It becomes a post on 'reader saturation' to itself be short.
In the previous post I had promised that this one would try to sort, for reader interest, through the waves of post-Rio+20 commentary, especially as it related to Africa; but the sheer bewildering volume of it put me off.
The flowering of many perspectives and initiatives on issues of the corporate role in sustainable development is a good thing. However, the Rio aftermath and the related informational and analytical saturation had me wondering whether some larger, singular, guiding message risks being obscured by the myriad of things policymakers and advocates need to follow just to keep a grasp on these evolving debates across all aspects of social and economic development.
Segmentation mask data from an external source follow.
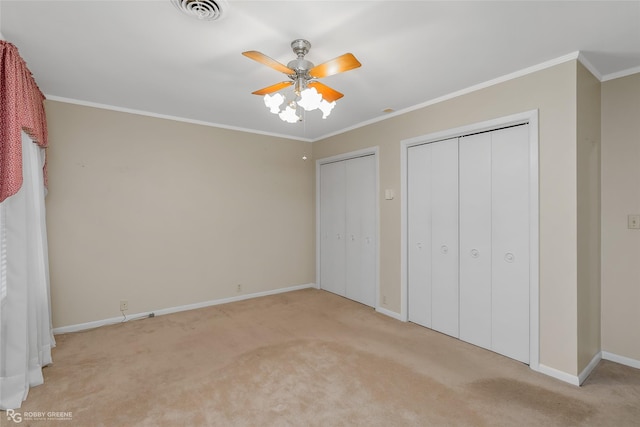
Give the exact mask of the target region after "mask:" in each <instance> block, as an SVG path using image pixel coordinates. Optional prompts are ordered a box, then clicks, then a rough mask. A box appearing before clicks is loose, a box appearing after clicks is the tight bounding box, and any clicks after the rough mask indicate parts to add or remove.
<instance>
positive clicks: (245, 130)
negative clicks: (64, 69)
mask: <svg viewBox="0 0 640 427" xmlns="http://www.w3.org/2000/svg"><path fill="white" fill-rule="evenodd" d="M45 98H46V99H48V100H49V101H57V102H65V103H67V104H75V105H82V106H83V107H92V108H100V109H103V110H110V111H117V112H119V113H128V114H137V115H139V116H147V117H153V118H156V119H165V120H173V121H176V122H183V123H190V124H194V125H200V126H209V127H215V128H221V129H228V130H234V131H238V132H246V133H253V134H258V135H264V136H272V137H276V138H284V139H293V140H296V141H303V142H313V140H311V139H305V138H297V137H293V136H291V135H282V134H278V133H271V132H262V131H257V130H255V129H247V128H241V127H237V126H228V125H223V124H220V123H213V122H205V121H202V120H193V119H187V118H184V117H177V116H171V115H168V114H158V113H152V112H149V111H143V110H136V109H132V108H124V107H117V106H115V105H109V104H100V103H97V102H90V101H83V100H80V99H73V98H65V97H62V96H56V95H50V94H45Z"/></svg>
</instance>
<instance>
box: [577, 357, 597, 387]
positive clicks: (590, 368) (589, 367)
mask: <svg viewBox="0 0 640 427" xmlns="http://www.w3.org/2000/svg"><path fill="white" fill-rule="evenodd" d="M600 360H602V352H601V351H599V352H597V353H596V354H595V355H594V356H593V359H591V362H589V364H588V365H587V366H586V367H585V368H584V369H583V370H582V372H580V374H578V381H579V384H580V385H582V383H583V382H584V380H586V379H587V377H588V376H589V375H590V374H591V371H593V370H594V369H595V368H596V366H598V363H600Z"/></svg>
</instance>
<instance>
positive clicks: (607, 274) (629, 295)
mask: <svg viewBox="0 0 640 427" xmlns="http://www.w3.org/2000/svg"><path fill="white" fill-rule="evenodd" d="M628 214H640V73H638V74H634V75H631V76H628V77H623V78H619V79H615V80H609V81H606V82H604V83H602V350H604V351H606V352H610V353H614V354H616V355H619V356H623V357H628V358H631V359H634V360H636V361H639V360H640V230H629V229H628V228H627V215H628Z"/></svg>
I know few colleagues who read even a fraction of what they think they need to read. I know many who feel spread thin across the many dimensions of current trends of sustainable-responsible-corporate-development-stuff. I spoke recently to a senior sustainability executive at a global branded foodstuffs firm who said his staff spend so much time reporting and reacting to the many initiatives and campaigns that they seldom stopped to ask simple questions about what they could do more of and less of in terms of mitigating their social and environmental footprint and creating shared value.
At the African Mining Indaba in Cape Town in February, I heard a senior executive from a global mining firm list (exhaustively) and then bemoan the huge variety of sector-specific and general multistakeholder and other schemes and initiatives and campaigns on which his staff tried to satisfy reporting obligations and expectations. Does the mining firm faced with multiple schemes really become a better and more proactive corporate citizen, or is there a risk that its energies (and the talents of its individual staff members) get diverted and dispersed down multiple channels?
This short post offered no insights or comprehensive overview into Rio+20 events and outcomes and implications. Yet we all mainly know what the gist of it is. Let the work begin, let the words be thin?